O quinto festival Novas Frequências apresenta uma instigante viagem pelo campo performático das artes sonoras. As trilhas que delineiam este campo se dão pela experimentação proposta por Pirerre Bastien, Quiet Ensemble, Interspecifics e Marco Scarassatti.
A primeira trilha é conduzida pelo músico francês Pierre Bastien e sua orquestra em miniatura composta de instrumentos tradicionais, motores e objetos, além da projeção de sombras e vídeo. Com a performance intitulada Silent Motors Bastien revela um campo de visões oníricas embalado por uma peculiar delicadeza sonora.
A trilha seguinte é traçada pelos italianos Fabio Di Salvo e Bernardo Vercelli que formam o Quiet Ensemble. Eles nos levam por um caminho de som e luz com a luminescente performance The Enlightenment. Utilizando vários tipos de lâmpadas (tubos de neon, refletores, iluminação de teatro e stroble) para formar um tipo de orquestra elétrico-óptica, o duo explora elementos como estática, luminescência, calor e ruído coordenados a partir do fluxo de energia.
O coletivo Interspecifics, encabeçado pelas mexicanas Leslie Garcia e Paloma Lopez, apresenta o trabalho Non-Human Rhythms. Imbuído de uma espécie de sintetizador orgânico — construído com sensores que monitoram padrões emergentes de organismos como bactérias, plantas e musgos — o Interspecifics dá voz aos microscópicos seres traduzindo a complexa atividade dos organismos vivos em sons.

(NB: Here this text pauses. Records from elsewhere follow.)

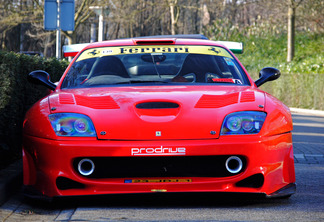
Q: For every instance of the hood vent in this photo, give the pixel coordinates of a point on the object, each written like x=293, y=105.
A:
x=157, y=105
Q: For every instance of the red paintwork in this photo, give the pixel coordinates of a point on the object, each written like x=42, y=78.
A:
x=47, y=156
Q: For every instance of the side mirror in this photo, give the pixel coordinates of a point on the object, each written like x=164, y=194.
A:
x=267, y=74
x=42, y=78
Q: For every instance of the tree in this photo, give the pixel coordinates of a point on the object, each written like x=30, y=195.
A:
x=292, y=6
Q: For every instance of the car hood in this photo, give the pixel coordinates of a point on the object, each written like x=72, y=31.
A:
x=157, y=112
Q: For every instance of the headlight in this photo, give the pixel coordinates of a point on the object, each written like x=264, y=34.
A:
x=72, y=124
x=246, y=122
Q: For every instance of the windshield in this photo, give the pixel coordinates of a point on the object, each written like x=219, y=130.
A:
x=109, y=66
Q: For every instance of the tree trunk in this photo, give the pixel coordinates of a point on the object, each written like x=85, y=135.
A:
x=291, y=33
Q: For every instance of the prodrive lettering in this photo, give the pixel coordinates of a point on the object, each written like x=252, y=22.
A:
x=158, y=151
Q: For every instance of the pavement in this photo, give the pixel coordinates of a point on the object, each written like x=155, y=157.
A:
x=11, y=178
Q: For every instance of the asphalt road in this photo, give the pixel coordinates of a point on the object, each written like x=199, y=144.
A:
x=306, y=205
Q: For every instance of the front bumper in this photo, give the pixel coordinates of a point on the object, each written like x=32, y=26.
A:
x=50, y=169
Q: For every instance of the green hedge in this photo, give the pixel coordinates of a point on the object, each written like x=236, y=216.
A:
x=17, y=95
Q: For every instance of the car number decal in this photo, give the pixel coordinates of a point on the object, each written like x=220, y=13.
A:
x=159, y=181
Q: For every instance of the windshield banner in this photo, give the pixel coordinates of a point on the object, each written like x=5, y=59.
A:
x=127, y=50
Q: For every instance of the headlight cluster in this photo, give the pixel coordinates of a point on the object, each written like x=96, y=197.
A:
x=246, y=122
x=72, y=124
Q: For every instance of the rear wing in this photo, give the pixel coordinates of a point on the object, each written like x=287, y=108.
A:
x=74, y=49
x=235, y=47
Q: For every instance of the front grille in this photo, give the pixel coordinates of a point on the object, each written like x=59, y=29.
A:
x=170, y=166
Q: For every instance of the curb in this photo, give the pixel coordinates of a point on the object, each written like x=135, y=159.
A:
x=10, y=180
x=311, y=112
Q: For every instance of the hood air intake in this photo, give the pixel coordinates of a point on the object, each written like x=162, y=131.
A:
x=157, y=105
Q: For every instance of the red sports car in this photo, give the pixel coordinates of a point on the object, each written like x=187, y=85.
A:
x=158, y=114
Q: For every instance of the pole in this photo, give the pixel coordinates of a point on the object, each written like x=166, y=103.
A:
x=101, y=26
x=58, y=31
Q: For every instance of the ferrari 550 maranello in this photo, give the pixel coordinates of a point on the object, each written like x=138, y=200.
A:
x=158, y=114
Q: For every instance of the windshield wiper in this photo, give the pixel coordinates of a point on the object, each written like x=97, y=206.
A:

A última trilha segue pelos processos desenvolvidos pelo brasileiro Marco Scarassatti no disco Novelo Elétrico. Partindo de uma luteria baseada na bricolagem e objetos achados, Scarassatti explora a sonoridade e imagética dos materiais (emblemas sonoros). Seu trabalho situa-se entre a música e as artes visuais, valendo da improvisação e da gravação processada, Marco constrói ambiências em constante mutação, explorando aspectos como gestualidade, corporeidade, timbres e ruídos.

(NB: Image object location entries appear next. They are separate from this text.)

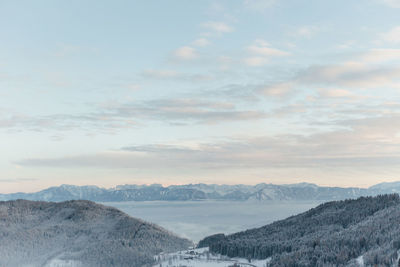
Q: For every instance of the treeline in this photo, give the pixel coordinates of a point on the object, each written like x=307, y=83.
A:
x=332, y=234
x=82, y=232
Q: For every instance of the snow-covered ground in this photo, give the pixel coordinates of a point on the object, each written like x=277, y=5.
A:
x=203, y=258
x=198, y=219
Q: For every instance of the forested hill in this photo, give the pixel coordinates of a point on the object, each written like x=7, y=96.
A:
x=78, y=233
x=339, y=233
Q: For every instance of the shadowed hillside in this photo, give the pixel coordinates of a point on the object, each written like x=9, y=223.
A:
x=333, y=234
x=78, y=233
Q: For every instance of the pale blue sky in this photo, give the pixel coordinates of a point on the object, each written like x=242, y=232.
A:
x=171, y=92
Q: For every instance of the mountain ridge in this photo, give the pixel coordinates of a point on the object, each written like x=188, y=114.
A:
x=78, y=233
x=239, y=192
x=336, y=233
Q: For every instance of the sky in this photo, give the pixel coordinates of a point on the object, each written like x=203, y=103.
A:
x=173, y=92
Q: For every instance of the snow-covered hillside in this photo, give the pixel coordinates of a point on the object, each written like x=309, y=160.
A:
x=203, y=258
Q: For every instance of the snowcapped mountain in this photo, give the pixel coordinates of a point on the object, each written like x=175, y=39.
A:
x=259, y=192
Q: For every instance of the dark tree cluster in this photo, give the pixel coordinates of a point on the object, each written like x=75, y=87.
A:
x=332, y=234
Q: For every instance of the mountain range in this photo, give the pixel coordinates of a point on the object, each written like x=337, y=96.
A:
x=259, y=192
x=78, y=233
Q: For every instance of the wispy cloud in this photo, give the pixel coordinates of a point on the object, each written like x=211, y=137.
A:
x=259, y=5
x=392, y=36
x=201, y=42
x=391, y=3
x=368, y=142
x=175, y=75
x=185, y=53
x=218, y=26
x=305, y=31
x=260, y=53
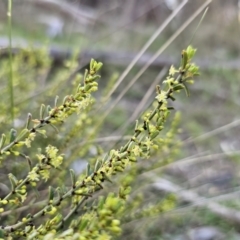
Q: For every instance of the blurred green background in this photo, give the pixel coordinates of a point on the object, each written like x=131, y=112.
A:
x=114, y=32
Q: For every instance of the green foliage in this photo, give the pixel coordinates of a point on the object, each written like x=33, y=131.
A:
x=42, y=199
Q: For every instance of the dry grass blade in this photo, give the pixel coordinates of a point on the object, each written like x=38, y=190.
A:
x=145, y=47
x=192, y=197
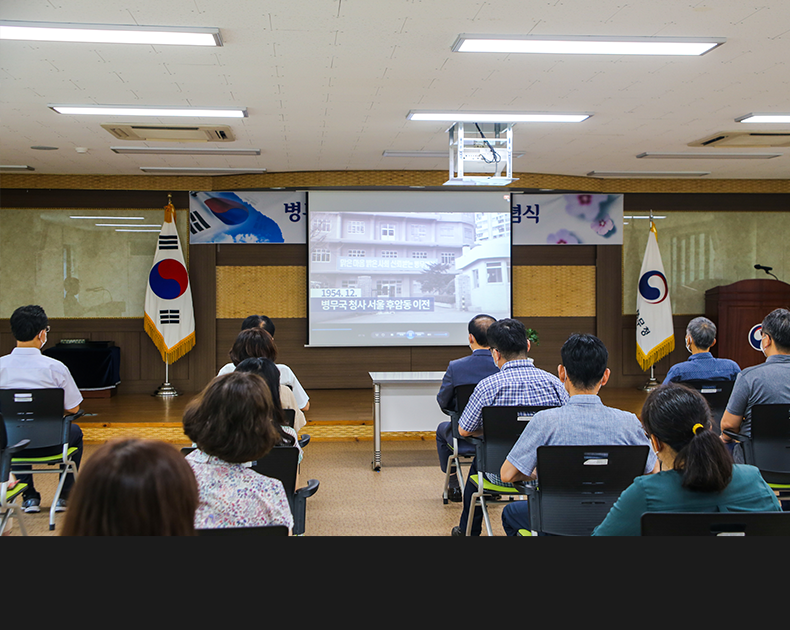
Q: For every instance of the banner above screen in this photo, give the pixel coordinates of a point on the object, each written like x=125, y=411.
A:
x=247, y=217
x=567, y=219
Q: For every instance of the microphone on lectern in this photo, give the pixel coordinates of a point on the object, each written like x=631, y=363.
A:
x=766, y=270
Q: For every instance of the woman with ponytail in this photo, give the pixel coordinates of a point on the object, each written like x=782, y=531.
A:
x=697, y=472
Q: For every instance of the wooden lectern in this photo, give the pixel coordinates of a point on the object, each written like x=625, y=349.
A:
x=736, y=308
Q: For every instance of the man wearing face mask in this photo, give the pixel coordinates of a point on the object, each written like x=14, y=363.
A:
x=27, y=368
x=702, y=365
x=764, y=384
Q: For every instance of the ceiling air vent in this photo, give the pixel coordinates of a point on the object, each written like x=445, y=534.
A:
x=171, y=133
x=744, y=139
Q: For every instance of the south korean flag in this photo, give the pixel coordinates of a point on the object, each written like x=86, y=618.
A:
x=169, y=316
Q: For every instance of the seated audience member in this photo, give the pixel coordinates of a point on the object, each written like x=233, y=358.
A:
x=702, y=365
x=133, y=488
x=764, y=384
x=583, y=420
x=27, y=368
x=469, y=370
x=518, y=382
x=282, y=397
x=231, y=422
x=697, y=472
x=257, y=345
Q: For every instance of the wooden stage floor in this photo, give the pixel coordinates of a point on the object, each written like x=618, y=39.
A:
x=334, y=415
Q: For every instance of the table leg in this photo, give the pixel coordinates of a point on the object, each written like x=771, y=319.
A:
x=376, y=427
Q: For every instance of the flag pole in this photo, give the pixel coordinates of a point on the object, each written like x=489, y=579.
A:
x=169, y=312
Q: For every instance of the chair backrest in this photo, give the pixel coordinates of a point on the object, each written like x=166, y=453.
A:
x=35, y=415
x=282, y=462
x=265, y=530
x=716, y=524
x=770, y=448
x=502, y=426
x=717, y=393
x=577, y=485
x=462, y=394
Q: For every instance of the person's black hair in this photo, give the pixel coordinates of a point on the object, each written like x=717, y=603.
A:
x=702, y=332
x=478, y=328
x=27, y=322
x=267, y=369
x=777, y=325
x=509, y=337
x=258, y=321
x=680, y=417
x=584, y=358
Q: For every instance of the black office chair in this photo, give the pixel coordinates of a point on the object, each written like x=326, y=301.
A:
x=282, y=463
x=8, y=508
x=717, y=393
x=37, y=415
x=768, y=448
x=716, y=524
x=502, y=426
x=462, y=394
x=266, y=530
x=577, y=485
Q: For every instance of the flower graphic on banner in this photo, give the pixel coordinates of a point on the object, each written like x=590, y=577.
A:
x=585, y=207
x=562, y=237
x=603, y=226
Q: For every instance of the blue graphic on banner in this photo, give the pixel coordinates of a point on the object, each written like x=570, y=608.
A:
x=372, y=305
x=756, y=337
x=569, y=219
x=247, y=217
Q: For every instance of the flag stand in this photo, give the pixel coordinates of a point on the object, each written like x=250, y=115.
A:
x=652, y=383
x=166, y=390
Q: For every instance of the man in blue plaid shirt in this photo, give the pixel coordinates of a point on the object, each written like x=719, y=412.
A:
x=518, y=382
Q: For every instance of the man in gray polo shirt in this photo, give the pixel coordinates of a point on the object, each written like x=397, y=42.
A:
x=764, y=384
x=581, y=421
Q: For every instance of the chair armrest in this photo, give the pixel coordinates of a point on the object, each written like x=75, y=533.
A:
x=309, y=490
x=736, y=436
x=525, y=487
x=72, y=417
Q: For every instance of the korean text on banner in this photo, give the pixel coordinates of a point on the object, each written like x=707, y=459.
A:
x=169, y=316
x=655, y=336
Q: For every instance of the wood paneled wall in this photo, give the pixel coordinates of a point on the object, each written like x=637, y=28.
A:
x=585, y=289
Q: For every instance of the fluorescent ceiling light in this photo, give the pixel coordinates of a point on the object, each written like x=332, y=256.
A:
x=182, y=151
x=185, y=170
x=107, y=218
x=503, y=117
x=648, y=173
x=710, y=156
x=130, y=110
x=586, y=45
x=109, y=33
x=432, y=154
x=762, y=118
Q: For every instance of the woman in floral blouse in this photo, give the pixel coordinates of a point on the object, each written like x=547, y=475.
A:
x=230, y=421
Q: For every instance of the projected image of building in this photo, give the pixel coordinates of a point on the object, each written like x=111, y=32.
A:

Ao mesmo tempo que essas quatro trilhas apontam direções diferentes no campo da experimentação sonora, elas delineiam elementos comuns, como: a luteria de invenção; aberturas multisensoriais; e, a sonificação de processos, materiais e objetos. Discorrendo um pouco sobre esses elementos, vale descrever que a luteria de invenção consiste no trabalho de criar dispositivos e/ou instrumentos únicos. Muitas vezes, tal prática parte do desvio e/ou subversão do design de instrumentos musicais tradicionais, dialogando com táticas diversas que vão da bricolagem à colagem, do hacking à luteria, do DIY à gambiarra, do objet trouvé às soluções imaginárias das leis que regulam a excessão de um objeto (patafísica). Essas táticas flertam, ora mais ora menos, com precariedade e adaptação de materiais e objetos quotidianos, ao modo de uma luteria guiada pela gambiarra (gambioluteria); subvertendo a utilidade e o funcionamento dos utensílios e aparelhos diversos, seja no plano acústico, elétrico ou digital.
Outro elemento comum consiste no fato de que, apesar dos trabalhos enfatizarem o som, eles não se restringem ao audível. Tomemos como exemplo os emblemas-sonoros de Marco Scarassatti, os quais podem ser pensados como desdobramentos escultóricos. Os dispositivos-eletroeletrônicos DIY do coletivo Interspecifics, por sua vez, evidenciam um tipo de site-specific para organismos vivos. A orquestra elétrico-óptica do Quiet Ensemble também aponta para um espaço imersivo e instalativo. Ou ainda, os dispositivos-cinéticos audiovisuais de Pierre Bastien podem ser definidos como plataforma audiovisual. A partir desses exemplos, se torna evidente que os trabalhos extrapolam o som. O sonoro não é um fim mas um meio. Sendo assim, o som pode ser pensado como abertura para experiências multisensoriais, um canal para explorar estados e sentidos diversos.
No percurso dessa jornada, descobrimos que os trabalhos dão voz e visibilidade às próprias coisas. Dizendo de outra forma, as performances e suas gambioluterias sonificam, ou seja, tornam audível o inaudível das coisas (utensílios, materiais e organismos), como se elas tivessem vida e voz própria. Em síntese, os trabalhos exploram a condição efêmera das coisas, tornando sensível diferentes estados perceptíveis dos objetos, processos, organismos e materiais.
Antes de encerrar, vale lembrar, a todos que embarcam neste festival, que o percurso desta viagem atravessa os campos abstratos do sensível. Um percurso cujo itinerário tem com ponto de partida a luteria inventiva. O som como veículo condutor. Os artistas como guias. E o ponto final o paradoxal estado efêmero da materialidade das coisas.